Fascent propose à ce jour huit fragrances [1] non genrées, à porter seules ou en layering. La marque défend une parfumerie spontanée, inclusive et pensée pour toutes les facettes de chaque personnalité, mais également fonctionnelle, avec des ingrédients issus de l’aromachologie. Surtout, elle s’est résolument positionnée sur le segment de l’accessibilité, avec des parfums disponibles à partir de 55 euros pour un flacon de 30 ml et un kit découverte de cinq échantillons de 2ml à 17 euros.
« On trouvait que tout était très sérieux en parfumerie, et surtout dans la niche. On voulait créer quelque chose de plus fun, de plus débrider », a expliqué Edwina Réthoré à Premium Beauty News lors du salon Esxence à Milan.
En un peu plus de deux ans, Fascent est entrée dans plus de 350 points de vente dans 26 pays autour du monde, notamment au Royaume-Uni, en Italie, en Allemagne, en Espagne, et aux États-Unis (environ 50 points de vente, notamment chez Credo Beauty et Revolve). En France, la marque est distribuée dans environ 190 magasins, principalement des parfumeries indépendantes et des concept stores (dont Merci), ainsi que dans le réseau Oh My Cream.
Fascent propose des jus végans, formulés sans CMR de synthèse controversés, sans conservateur, sans perturbateur endocrinien avérés, sans additifs (comme les stabilisants, les colorants, les filtres UV), en faisant le pari d’une transparence totale sur les formules et les ingrédients utilisés.

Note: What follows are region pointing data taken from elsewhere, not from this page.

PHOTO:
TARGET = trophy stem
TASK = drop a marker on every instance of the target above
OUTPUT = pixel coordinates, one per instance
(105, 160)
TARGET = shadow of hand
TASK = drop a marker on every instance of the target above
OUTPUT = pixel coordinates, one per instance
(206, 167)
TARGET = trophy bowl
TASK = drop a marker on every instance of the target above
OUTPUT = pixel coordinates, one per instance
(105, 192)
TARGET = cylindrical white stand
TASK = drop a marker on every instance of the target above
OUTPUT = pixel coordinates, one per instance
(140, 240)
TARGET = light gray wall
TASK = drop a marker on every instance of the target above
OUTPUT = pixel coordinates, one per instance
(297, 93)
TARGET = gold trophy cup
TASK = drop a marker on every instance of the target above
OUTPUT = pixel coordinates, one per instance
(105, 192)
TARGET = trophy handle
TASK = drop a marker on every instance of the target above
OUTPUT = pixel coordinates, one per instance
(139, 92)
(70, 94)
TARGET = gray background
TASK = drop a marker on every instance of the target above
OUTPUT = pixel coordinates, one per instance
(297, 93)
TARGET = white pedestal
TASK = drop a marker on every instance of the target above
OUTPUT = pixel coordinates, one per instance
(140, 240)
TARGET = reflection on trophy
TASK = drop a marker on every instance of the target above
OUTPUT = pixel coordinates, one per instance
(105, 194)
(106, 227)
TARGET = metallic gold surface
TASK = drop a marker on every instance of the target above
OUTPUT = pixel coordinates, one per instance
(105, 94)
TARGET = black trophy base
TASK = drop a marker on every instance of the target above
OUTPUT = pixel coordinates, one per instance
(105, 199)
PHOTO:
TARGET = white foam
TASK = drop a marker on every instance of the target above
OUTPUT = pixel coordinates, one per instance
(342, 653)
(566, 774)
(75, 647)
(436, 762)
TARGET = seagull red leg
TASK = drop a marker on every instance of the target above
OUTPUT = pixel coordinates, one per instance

Chaque flacon (30 ml), en verre recyclé post-consommation (PCR), est rechargeable via un format d’ampoule en verre. Le papier utilisé provient de forêts FSC, le capot est en bioplastique issu d’amidon de maïs imprimé en 3D et les encres d’impression sont à base d’eau.
« Mais l’écoconception, n’est pas un but, c’est une évidence et cela va de soi. Le cœur de notre projet reste le parfum », souligne Edwina Réthoré.
Pour mieux répondre aux différentes demandes, la marque travaille actuellement sur des formats 10 et 80 ml.